We agree with the appellee that the inclusion of Lewis on the payroll of Bradley Lumber Company would not, standing alone, suffice to establish an agency relationship, Forgay v. North Carolina State University, 1 N.C. App. 320, 161 S.E.2d 602 (1968), although that fact has been given significant probative force. Lewis v. Barnhill, 267 N.C. 457, 148 S.E.2d 536 (1966); Graham v. Wall, supra. But when Bradley Lumber Company's consistent treatment of Lewis as its employee is combined with Lewis' regular employment in hauling lumber for the company, and the close business relationship that existed between Ronnie Grindstaff and Bradley, the conclusion is inescapable that a principal-agent relation was present. Lewis' immediate supervisor was not only a partner in a concern dependent on Bradley Lumber Company for half its income, but was the Vice President and a director of the lumber company itself. Pierce Bradley's belated disavowal of Lewis as an employee after the accident that injured the Sharpes cannot prevail over the clear evidence to the contrary in this record.

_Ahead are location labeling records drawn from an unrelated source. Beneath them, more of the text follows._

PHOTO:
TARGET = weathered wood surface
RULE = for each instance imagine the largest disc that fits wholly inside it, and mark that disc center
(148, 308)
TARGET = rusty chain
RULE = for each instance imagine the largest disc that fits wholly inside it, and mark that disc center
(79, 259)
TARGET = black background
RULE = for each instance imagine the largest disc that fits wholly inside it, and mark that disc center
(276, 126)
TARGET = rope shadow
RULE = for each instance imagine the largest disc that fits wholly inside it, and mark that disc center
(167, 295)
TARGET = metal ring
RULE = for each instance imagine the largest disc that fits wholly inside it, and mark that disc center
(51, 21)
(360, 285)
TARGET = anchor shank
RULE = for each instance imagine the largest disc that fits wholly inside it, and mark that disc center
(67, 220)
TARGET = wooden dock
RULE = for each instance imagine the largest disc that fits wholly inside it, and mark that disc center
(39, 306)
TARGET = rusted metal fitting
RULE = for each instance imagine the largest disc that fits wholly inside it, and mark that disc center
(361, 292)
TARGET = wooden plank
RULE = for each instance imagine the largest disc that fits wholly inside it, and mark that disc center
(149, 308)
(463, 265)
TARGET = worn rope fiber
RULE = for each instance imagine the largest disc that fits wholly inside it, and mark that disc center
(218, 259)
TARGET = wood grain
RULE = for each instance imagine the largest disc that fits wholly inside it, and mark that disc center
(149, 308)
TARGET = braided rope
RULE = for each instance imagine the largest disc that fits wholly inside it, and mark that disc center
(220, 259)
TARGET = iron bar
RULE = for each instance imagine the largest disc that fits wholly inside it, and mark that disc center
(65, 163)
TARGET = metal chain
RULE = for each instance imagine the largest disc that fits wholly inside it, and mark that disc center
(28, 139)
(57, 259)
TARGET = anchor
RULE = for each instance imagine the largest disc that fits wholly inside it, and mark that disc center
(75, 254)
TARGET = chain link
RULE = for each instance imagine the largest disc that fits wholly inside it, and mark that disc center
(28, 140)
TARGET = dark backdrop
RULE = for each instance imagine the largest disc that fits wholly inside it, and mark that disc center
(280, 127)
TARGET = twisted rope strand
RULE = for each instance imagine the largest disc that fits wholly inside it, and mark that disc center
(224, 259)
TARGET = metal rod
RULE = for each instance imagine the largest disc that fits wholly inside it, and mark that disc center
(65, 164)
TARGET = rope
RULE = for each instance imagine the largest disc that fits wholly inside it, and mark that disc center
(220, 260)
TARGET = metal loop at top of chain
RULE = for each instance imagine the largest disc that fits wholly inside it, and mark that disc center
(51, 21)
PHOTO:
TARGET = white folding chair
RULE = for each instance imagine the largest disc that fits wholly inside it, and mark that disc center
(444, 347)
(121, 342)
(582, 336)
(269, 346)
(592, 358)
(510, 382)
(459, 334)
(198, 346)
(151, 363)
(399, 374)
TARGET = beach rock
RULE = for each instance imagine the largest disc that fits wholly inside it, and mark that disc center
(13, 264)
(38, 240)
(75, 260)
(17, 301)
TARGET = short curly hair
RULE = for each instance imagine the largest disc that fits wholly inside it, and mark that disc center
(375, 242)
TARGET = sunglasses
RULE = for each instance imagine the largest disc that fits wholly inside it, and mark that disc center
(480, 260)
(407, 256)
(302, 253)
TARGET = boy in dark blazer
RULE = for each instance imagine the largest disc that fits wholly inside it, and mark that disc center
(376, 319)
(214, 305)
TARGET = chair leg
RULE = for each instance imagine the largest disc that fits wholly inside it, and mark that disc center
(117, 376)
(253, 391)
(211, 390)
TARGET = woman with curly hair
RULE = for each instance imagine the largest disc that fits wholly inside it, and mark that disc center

In Forgay, the North Carolina Court of Appeals reversed a determination by the workmen's compensation commission that North Carolina State University was an employer of a student working for the town of Madison under a federally-sponsored program of assistance to college students. The university's primary responsibility under the federal program was the distribution of wages. It received no services whatsoever, nor did it assume any responsibility for assigning the students to their off-campus jobs. There was even some uncertainty as to whether or not the university was aware of where the students were working. Forgay is clearly distinguishable from the case at hand.
Nor do we think that the admission by the Grindstaff partnership that Lewis was their employee shields Bradley Lumber Company from liability. The North Carolina courts have explicitly recognized that an agent can be in the service of two principals simultaneously, provided both have a right to exercise some measure of control, and there is a common or joint participation in the work and benefit to each from its rendition. Lewis v. Barnhill, supra; Altman v. Sanders, 267 N.C. 158, 148 S.E.2d 21 (1966); Legette v. J.D. McCotter, Inc., 265 N.C. 617, 144 S.E.2d 849 (1965). See Restatement (Second) of Agency, § 226 (1958). These features were present here and the appellants are entitled to judgment against Bradley Lumber Company as well as R.K. Grindstaff Son.
Reversed and remanded for entry of judgment in favor of the appellants against the appellee.
In my view, the district judge correctly found the facts and correctly concluded that "[s]ince Bradley Lumber Company, Inc. retained no control over Lewis or Grindstaff as individuals nor over their method of operation, the corporation cannot be considered their employer. Bradley Lumber Company, Inc., therefore, is not liable for the negligence of Lewis on November 25, 1966."
I would affirm on the district judge's opinion. Sharpe v. Grindstaff, 329 F. Supp. 405 (M.D.N.C. 1970).